60 lat twórczości znanego krakowskiego plastyka przedstawiono na wystawie w galerii "Pryzmat".
- Być już za życia legendą udało się niewielu, w tym również Adamowi Macedońskiemu - powiedział prof. Jacek Majchrowski, prezydent Krakowa, podczas ubiegłorocznej uroczystości nadania znanemu plastykowi, poecie i działaczowi opozycyjnemu z czasów PRL, tytułu honorowego obywatelstwa podwawelskiego grodu.
Od 23 czerwca w prowadzonej przez Związek Polskich Artystów Plastyków krakowskiej galerii "Pryzmat" (ul. Łobzowska 3) można oglądać wystawę "Adam Macedoński do kwadratu. Rysunki z lat 1955-2015".
Tytuł wystawy jest nieprzypadkowy. "Kwadratowe ludziki" są bowiem znakiem rozpoznawczym rysunków 84-letniego dziś A. Macedońskiego, znanych m.in. z łamów tygodnika "Przekrój", gdzie publikował je przez wiele lat.
- Geometryzuje całą przedstawioną przez siebie rzeczywistość. Kwadratowi są nie tylko ludzie, lecz także konie, koty i psy.
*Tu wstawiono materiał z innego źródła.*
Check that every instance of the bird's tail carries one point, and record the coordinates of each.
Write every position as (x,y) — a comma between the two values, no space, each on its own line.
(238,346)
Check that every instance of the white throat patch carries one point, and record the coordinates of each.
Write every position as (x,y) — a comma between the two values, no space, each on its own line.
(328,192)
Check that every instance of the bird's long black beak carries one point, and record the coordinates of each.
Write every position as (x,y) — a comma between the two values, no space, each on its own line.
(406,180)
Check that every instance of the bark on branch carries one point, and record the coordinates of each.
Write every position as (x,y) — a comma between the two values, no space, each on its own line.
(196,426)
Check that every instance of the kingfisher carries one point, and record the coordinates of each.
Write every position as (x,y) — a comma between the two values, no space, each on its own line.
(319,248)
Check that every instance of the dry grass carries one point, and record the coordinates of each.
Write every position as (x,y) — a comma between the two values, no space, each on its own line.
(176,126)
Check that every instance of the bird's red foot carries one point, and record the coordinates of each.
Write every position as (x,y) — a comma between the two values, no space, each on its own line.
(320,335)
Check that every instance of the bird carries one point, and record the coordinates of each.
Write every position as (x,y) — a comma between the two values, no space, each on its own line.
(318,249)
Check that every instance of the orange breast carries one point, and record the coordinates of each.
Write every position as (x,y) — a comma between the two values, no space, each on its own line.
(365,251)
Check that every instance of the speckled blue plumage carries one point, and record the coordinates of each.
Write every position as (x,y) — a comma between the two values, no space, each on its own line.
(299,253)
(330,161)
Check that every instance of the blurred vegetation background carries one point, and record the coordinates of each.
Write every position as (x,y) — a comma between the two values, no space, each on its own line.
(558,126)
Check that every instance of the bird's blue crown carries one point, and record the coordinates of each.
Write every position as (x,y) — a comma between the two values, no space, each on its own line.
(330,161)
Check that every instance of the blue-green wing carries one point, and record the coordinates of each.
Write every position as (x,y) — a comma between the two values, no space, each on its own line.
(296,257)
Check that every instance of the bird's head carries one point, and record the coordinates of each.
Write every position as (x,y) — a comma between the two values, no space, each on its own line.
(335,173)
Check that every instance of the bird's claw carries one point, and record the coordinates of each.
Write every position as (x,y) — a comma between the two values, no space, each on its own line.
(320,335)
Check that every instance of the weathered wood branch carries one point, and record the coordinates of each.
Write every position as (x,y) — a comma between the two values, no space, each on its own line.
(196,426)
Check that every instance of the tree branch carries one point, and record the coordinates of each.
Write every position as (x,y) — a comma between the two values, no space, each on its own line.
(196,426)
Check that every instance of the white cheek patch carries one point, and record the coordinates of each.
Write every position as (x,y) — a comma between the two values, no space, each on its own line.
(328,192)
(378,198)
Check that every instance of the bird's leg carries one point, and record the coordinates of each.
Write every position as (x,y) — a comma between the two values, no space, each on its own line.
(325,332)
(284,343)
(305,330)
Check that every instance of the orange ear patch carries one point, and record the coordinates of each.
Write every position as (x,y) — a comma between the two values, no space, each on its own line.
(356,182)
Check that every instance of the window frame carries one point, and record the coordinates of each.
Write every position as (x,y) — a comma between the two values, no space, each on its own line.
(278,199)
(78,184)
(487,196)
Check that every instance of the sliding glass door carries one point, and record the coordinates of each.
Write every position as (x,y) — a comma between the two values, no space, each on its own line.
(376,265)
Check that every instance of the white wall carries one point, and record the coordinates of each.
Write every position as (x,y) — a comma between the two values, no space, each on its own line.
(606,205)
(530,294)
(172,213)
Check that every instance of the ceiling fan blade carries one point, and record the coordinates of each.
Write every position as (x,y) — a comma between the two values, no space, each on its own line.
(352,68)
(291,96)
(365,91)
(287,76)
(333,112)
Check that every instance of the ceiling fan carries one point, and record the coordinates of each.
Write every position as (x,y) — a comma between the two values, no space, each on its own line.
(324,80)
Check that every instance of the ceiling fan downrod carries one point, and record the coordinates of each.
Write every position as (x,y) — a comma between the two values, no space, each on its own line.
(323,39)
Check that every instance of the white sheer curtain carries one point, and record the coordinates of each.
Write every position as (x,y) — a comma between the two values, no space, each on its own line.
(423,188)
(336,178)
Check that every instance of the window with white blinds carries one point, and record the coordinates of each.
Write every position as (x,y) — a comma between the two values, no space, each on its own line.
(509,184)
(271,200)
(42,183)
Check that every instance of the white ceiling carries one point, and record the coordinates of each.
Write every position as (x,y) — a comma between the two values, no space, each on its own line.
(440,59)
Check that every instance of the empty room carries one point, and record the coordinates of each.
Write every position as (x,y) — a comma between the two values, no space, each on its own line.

Do tego wszystkiego Macedoński zazwyczaj zwielokrotnia postacie, które na jego rysunkach tworzą grupy. Daje to ciekawe efekty - powiedział Maciej Wojciechowski, wieloletni miłośnik twórczości plastycznej A. Macedońskiego.
Można to zobaczyć na wystawie zaaranżowanej przez Andrzeja Dawidowicza. W grupie galopują kwadratowi ułani, grupy stoją w kolejkach, siedzą w teatrze, gonią się. I tylko "Kot straszny" jest samotny.
- Ta wielokrotność ilustruje niekiedy u Macedońskiego istotę komunistycznego kolektywizmu - mówi M. Wojciechowski.
W pracach artysty nie brakuje jednak elementów humorystycznych. Widać to choćby na rysunkach: "No, pohulaj sobie trochę", gdzie zgeometryzowana pani wyprowadza na spacer zgeometryzowanego pieska, który ma jednak męską głowę i kończyny, "Gumowe schody kariery", gdzie grupa mężczyzn wstępuje na schody, na których szczycie czekają na nich psy, "3 pany, 3 psy", gdzie jeden z wyprowadzających szczerzy zęby do psów szczerzących kły.
- Starałem się zawsze, by rzeczywistość nie była przedstawiana na moich rysunkach w zbyt zawiły sposób. Nie unikałem także odniesień religijnych. Rysowałem m.in. anioły. Na obrazie przedstawiającym zakonnicę pod parasolem przedstawiłem czerwone serce. Chciałem zaakcentować w ten sposób, że osoby konsekrowane są nosicielami miłości, którą jest przepełnione chrześcijaństwo - powiedział A. Macedoński.
Jego twórczość doceniono po raz pierwszy w 1966 r., gdy otrzymał w Rzymie pierwszą nagrodę na wystawie małych form plastycznych.
Ekspozycję w "Pryzmacie" można oglądać do 6 lipca włącznie.